One aspect of the witch-hunt against Rowan Williams hasn't got the attention it deserves. It shows, as Rick points out, that leaders' effective freedom of speech is seriously curtailed.
Consider just some of the constraints leaders face:
1. The need to maintain the morale of their supporters. Much of the hostility directed at Williams arose from the belief that he should be standing up for Anglicans, not Muslims.
2. The need to smooth over anxieties. As Rick says, a manager who muses, however wisely, about the possibility of selling off part of his business merely imparts fear into his staff and (I'd add) probably increases time wasted in office politics.
3. A fear of avoiding (sometimes wilful) misinterpretation.

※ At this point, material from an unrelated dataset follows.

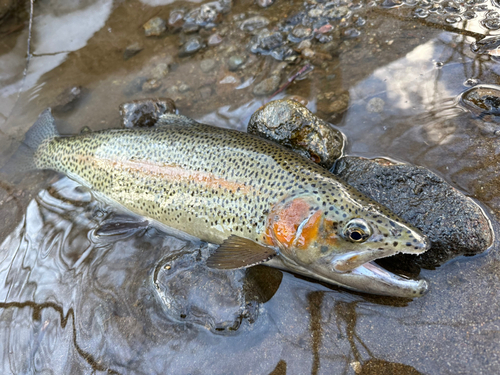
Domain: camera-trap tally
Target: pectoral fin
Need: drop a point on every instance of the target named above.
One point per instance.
(237, 252)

4. A need to create an impression of certainty and decisiveness. When leaders talk about "tough decisions" they do so to show how manly they are to take them. They rarely do so in the more proper sense, of drawing attention to tough trade-offs or to undertain pay-offs and the impossibility of gathering sufficient relevant knowledge.

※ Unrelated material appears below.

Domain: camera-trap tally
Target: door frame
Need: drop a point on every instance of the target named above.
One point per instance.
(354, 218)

5. A need to identify with the people. A lot of the flak aimed at Dr Williams have been motivated by his apparent academic intellectualism; he's not "one of us."
6. The need to win marginal supporters. This means pandering to their prejudice.

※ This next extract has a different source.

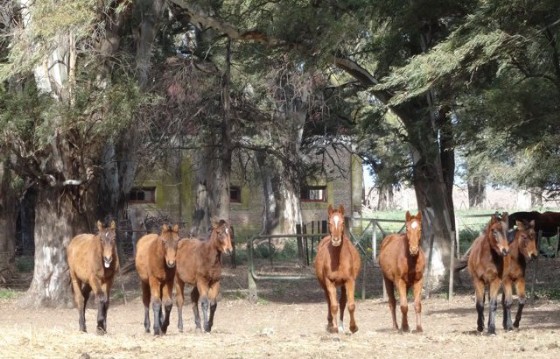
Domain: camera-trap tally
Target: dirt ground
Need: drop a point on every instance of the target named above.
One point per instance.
(288, 321)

These constraints can be tightly binding - as Dr Williams discovered when he ignored them. As I've said, power doesn't so much corrupt the powerful as enslave them.
What's worrying about this, though, is the destructive impact it has upon public discourse. One effect it has is to force politicians to speak in a code that is only accessible to media Kremlinologists; think, for example, of all those Blairite speeches about public sector "reform".
But the worse effect is to constrict the range of public debate. Because leaders can't speak freely, and can't discuss the full range of policy options available to them, many reasonable policies - basic income, land taxation, whatever - become marginalized.
And we're left not just with an impoverished discourse, but with a vacuous politics.